Telegram Hadapi Ancaman Larangan India Atas Pemerasan, Penyelidikan Perjudian

Last Updated:
India Probes Telegram for Extortion, Gambling After CEO’s Arrest
  • Investigasi India terhadap Telegram karena pemerasan dan perjudian dapat menyebabkan platform tersebut diblokir di negara tersebut.
  • CEO Telegram Pavel Durov ditahan di Prancis atas tuduhan memungkinkan kegiatan ilegal di platform perpesanan.
  • Pemerintah India telah mengintensifkan pengawasan terhadap Telegram, mengutip masalah seperti pelanggaran hak cipta dan penyebaran konten ilegal.

Pemerintah India telah memulai penyelidikan terhadap Telegram atas dugaan pemerasan dan kegiatan perjudian. Ini terjadi hanya sehari setelah pihak berwenang Prancis menahan CEO platform, Pavel Durov.

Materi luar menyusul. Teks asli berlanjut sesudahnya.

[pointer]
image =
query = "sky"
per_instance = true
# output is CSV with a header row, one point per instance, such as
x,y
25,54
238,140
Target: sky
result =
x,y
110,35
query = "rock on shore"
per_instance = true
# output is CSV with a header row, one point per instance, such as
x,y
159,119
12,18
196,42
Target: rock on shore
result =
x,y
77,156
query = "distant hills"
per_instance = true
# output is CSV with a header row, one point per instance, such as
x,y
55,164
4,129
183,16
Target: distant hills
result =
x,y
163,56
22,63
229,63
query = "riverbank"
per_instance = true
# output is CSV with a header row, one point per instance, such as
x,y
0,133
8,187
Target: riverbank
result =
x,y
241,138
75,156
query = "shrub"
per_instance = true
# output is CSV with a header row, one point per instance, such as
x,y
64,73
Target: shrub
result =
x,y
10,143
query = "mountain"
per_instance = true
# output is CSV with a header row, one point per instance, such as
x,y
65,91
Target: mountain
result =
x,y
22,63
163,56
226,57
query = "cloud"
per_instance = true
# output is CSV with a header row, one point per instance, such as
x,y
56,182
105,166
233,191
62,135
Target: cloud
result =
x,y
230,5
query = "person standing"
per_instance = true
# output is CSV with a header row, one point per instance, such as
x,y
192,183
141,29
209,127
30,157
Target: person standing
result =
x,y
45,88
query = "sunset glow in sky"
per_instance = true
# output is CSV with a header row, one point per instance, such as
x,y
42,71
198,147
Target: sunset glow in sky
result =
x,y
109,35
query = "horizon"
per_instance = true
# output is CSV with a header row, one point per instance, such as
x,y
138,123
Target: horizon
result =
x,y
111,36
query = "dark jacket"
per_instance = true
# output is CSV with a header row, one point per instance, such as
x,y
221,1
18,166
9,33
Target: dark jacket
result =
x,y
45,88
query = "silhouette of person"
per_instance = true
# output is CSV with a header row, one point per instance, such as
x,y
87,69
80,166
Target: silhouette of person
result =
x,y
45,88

Penyelidikan, yang dipimpin oleh Pusat Koordinasi Kejahatan Siber India (I4C) Kementerian Dalam Negeri dan Kementerian Elektronika dan Teknologi Informasi (MeitY), meningkatkan kemungkinan Telegram diblokir di India, menurut seorang pejabat pemerintah yang mengetahui situasi tersebut.

Durov ditangkap di bandara Prancis pada 25 Agustus sebagai bagian dari penyelidikan yang lebih besar terhadap kegiatan kriminal yang diduga difasilitasi oleh Telegram, termasuk pencucian uang dan perdagangan narkoba. Pihak berwenang Prancis menegaskan bahwa kegiatan ilegal ini telah diizinkan untuk berlanjut karena moderasi yang tidak memadai di platform. Penahanan Durov menandai eskalasi signifikan dalam pengawasan yang dihadapi Telegram, yang telah dikritik karena penanganannya terhadap konten ilegal.

Menanggapi penangkapan Durov, Telegram merilis pernyataan tentang X, menyatakan bahwa CEO mereka “tidak ada yang disembunyikan” dan bahwa platform tersebut mematuhi semua undang-undang UE yang berlaku, termasuk Undang-Undang Layanan Digital. Perusahaan menekankan bahwa “tidak masuk akal untuk mengklaim bahwa platform atau pemiliknya bertanggung jawab atas [the] penyalahgunaan platform itu.” Meskipun demikian, tekanan hukum di Telegram meningkat.

Telegram memiliki sejarah asosiasi dengan kegiatan kriminal. Pada tahun 2019, pihak berwenang Korea Selatan mengungkap cincin seks online yang beroperasi di platform tersebut, di mana lebih dari 70 wanita, termasuk anak di bawah umur, dipaksa untuk memproduksi konten seksual. Konten ini kemudian dijual di ruang obrolan Telegram, seperti dilansir dari Korean Herald. Insiden tersebut mengungkap kelemahan keamanan yang signifikan pada platform, meningkatkan kekhawatiran global atas penggunaannya oleh penjahat.

Di luar insiden ini, Telegram telah menghadapi pemeriksaan intensif di India untuk distribusi Materi Pelecehan Seksual Anak (CSAM). Pada Oktober 2023, MeitY mengeluarkan pemberitahuan ke Telegram dan platform media sosial lainnya, menuntut penghapusan CSAM dari layanan mereka di India. Tindakan ini dilakukan setelah penyelidikan oleh Economic Times, yang mendorong pejabat senior kementerian TI untuk mengatasi kekhawatiran yang berkembang seputar CSAM di Telegram.

Selain itu, Telegram juga telah menjadi pusat pelanggaran hak cipta. Organisasi media seperti India Today Group dan Jagaran Prakashan, serta lembaga pendidikan seperti Allen dan Made Easy, telah mengajukan tuntutan hukum terhadap platform tersebut atas distribusi materi berhak cipta yang melanggar hukum.

Saat penyelidikan pemerintah India berlanjut, masa depan Telegram di salah satu pasar terbesarnya tetap tidak pasti.

Disclaimer: The information presented in this article is for informational and educational purposes only. The article does not constitute financial advice or advice of any kind. Coin Edition is not responsible for any losses incurred as a result of the utilization of content, products, or services mentioned. Readers are advised to exercise caution before taking any action related to the company.